Welcome to issue number two on our journey into La Nouvelle Vague! This issue will focus on four more exciting French New Wave films–two more from François Truffaut, one from Jean-Luc Godard, and the final from René Clément.
In Tirez Sur le Pianist, or Shoot The Piano Player (1960), Truffaut applies a new technique of inner dialogue into the story and shows how the smallest choices can have the biggest impacts. René Clément’s stylish crime thriller Plein Soleil, or Purple Noon (1960) is a rollercoaster from start to finish and stars Alain Delon, a prominent sex symbol in the 1960’s. With his chiseled features and bright blue eyes, Delon makes it impossible to look away. Antoine et Colette, directed by François Truffaut in 1962, is a short story that’s part of the series The Adventures of Antoine Doinel and is the second film following The 400 Blows, which I covered in my first issue. Finally, Godard’s Masculin Féminin (1966) follows the everyday lives of a few teenagers in the Marx and Coca Cola generation.
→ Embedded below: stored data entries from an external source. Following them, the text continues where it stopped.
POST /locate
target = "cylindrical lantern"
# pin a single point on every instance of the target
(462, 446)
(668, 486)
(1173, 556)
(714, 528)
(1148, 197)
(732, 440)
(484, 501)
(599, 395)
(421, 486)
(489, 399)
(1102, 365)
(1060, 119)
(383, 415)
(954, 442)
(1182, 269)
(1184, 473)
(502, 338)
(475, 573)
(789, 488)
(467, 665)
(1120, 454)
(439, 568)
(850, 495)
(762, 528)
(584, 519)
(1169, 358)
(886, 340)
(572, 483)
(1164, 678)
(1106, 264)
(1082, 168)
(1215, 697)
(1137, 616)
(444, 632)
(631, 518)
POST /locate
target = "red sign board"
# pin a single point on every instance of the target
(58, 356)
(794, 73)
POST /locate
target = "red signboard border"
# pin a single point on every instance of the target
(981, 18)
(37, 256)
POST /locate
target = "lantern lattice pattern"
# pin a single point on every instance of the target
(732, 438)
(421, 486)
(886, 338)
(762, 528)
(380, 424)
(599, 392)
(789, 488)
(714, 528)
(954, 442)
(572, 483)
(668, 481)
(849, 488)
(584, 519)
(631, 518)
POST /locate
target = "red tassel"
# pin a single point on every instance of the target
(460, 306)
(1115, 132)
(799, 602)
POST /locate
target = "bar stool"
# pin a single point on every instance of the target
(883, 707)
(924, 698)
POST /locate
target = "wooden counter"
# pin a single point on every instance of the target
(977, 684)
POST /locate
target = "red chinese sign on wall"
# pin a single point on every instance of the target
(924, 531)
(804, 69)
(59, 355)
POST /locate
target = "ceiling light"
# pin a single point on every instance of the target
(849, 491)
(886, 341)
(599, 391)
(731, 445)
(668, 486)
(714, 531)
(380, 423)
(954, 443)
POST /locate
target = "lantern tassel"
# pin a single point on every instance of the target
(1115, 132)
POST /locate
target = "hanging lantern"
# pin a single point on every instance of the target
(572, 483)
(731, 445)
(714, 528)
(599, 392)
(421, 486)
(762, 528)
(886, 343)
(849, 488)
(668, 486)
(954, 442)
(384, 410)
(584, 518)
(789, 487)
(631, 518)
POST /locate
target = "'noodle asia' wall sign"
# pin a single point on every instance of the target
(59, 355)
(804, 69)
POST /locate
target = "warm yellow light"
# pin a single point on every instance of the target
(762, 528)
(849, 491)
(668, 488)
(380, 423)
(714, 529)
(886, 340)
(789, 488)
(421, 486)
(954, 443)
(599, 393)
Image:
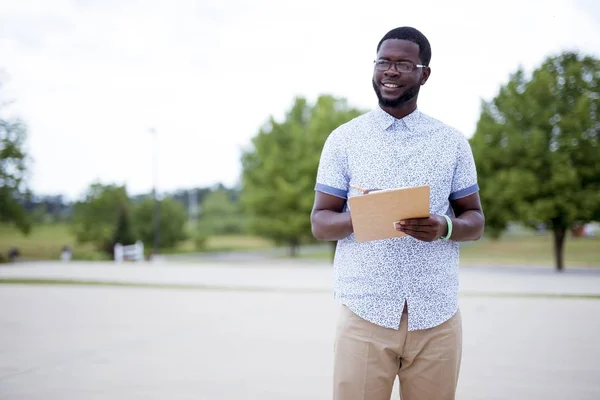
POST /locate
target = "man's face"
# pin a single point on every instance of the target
(395, 88)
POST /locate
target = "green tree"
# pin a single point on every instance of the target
(172, 222)
(536, 148)
(124, 229)
(96, 218)
(279, 170)
(13, 169)
(220, 215)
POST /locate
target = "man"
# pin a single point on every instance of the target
(399, 313)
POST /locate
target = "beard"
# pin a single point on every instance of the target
(409, 93)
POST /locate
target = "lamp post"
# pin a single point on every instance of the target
(156, 214)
Masculin Féminin is so good that it’s why i always joke that there is a reason there is ‘God’ in “Godard”.
All four films go in their own stylistic direction and showcase different unique characters and their distinct lives. Even after sixty years, the messages in the films are timeless. I really enjoy Antoine and Colette and Masculin Féminin myself, and i hope you will all get the chance to watch both (and all) of them sometime soon!